Most people when they think of nationalization, they think of auto companies and bank bailouts, but what if an already successful company were nationalized?
My idea is the nationalization of Microsoft: the US govt. buying out Microsoft (or the Windows division of it) for a large premium (so it’s not like shareholders lose money in this deal).
My reasoning is:
–Windows is arguably the most important software program in existence. Millions of people and thousands of businesses and govt. agencies depend on it.

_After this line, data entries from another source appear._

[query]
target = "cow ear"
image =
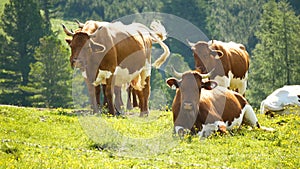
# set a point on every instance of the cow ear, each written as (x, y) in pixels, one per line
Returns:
(173, 83)
(217, 53)
(68, 41)
(209, 85)
(96, 47)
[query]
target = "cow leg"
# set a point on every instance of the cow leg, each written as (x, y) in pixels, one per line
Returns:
(92, 94)
(109, 90)
(104, 95)
(98, 90)
(146, 93)
(118, 99)
(134, 98)
(129, 91)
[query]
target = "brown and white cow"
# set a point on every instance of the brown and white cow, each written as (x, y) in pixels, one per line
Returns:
(90, 27)
(116, 54)
(230, 62)
(204, 107)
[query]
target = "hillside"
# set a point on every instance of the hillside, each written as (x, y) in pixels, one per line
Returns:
(58, 138)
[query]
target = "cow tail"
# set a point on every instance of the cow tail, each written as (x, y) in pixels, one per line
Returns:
(159, 34)
(262, 107)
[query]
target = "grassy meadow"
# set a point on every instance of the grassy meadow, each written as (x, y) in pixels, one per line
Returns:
(63, 138)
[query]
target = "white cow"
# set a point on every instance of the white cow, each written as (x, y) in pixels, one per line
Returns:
(287, 95)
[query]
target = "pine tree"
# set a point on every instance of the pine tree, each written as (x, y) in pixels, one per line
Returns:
(231, 20)
(50, 76)
(275, 59)
(23, 26)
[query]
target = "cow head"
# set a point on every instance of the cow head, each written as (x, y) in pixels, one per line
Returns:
(82, 46)
(189, 89)
(205, 58)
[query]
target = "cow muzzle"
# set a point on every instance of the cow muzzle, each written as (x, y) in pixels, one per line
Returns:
(180, 131)
(188, 106)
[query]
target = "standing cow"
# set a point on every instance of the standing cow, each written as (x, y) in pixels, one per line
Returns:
(205, 108)
(90, 27)
(230, 62)
(117, 54)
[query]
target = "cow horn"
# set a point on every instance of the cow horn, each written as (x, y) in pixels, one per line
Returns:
(207, 75)
(69, 33)
(190, 43)
(94, 34)
(176, 74)
(80, 25)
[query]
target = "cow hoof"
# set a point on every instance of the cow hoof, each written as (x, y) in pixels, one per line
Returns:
(181, 133)
(144, 114)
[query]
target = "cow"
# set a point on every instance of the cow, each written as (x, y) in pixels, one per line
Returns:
(230, 62)
(201, 106)
(280, 98)
(90, 27)
(117, 54)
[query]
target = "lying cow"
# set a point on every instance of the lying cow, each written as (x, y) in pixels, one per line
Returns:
(209, 109)
(230, 62)
(280, 98)
(116, 54)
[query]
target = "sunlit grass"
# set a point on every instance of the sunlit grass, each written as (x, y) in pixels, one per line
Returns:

–Windows is an okay product but sub-par, full of bugs and glitches. My windows 10 and 8 laptops are worse then the windows 7 one. In fact, the latest version of Windows are so bad that people were paying a premium for Windows 7, because it’s reliable and easy to use relative to 8 and 10. https://www.cultofmac.com/211604/people-hate-windows-8-so-much-theyll-pay-125-to-downgrade-to-windows-7-image/
–Because Windows has no competitors and few good alternatives, Microsoft’s main focus is not on making a better product, but one that is profitable enough to satisfy Wall St. This means Microsoft’s pursuit pf profit possibly comes at the cost of reliability. The economy is being held back by a product that could be better. The US govt. buying Microsoft and then devoting its resources to making the best of version of Windows possible (one that has fewer bugs, fewer freezes, better usability ,etc) could potentially boost the US economy via improved productivity. Windows 8 for example was so bad that (and this my own theory) that it shaved off a bit of GDP due to decreased PC sales and loss of productivity from people finding it hard to use.
–Milton Friedman, when asked about deadly automobile fuel tank fires, remarked that to make a car that has zero fires would cost so much that no one would be able to afford it. The small risk of fire is the cost having an automobile that is affordable. This is a valid point, and I agree. But in the case of Windows, unlike cars, there are no good alternatives, and a huge amount of the economy depends on Windows working. Milton Friedman would object to this, but I think that the high initial cost of the buyout would be offset, over many years, by increased productivity and GDP growth. A few tenths of a percent over many years ads up.
There is no guarantee gov-Windows will be better than what exists, but one possibility would be to have two versions then let people decide which is better.
Two obv. objections are that that is may lead to a slippery slope. Why stop at Microsoft. What about other large companies. Second, part of the problem is not Windows, but rather the hardware. Hard drives, for example fail, but this not the fault of Microsoft.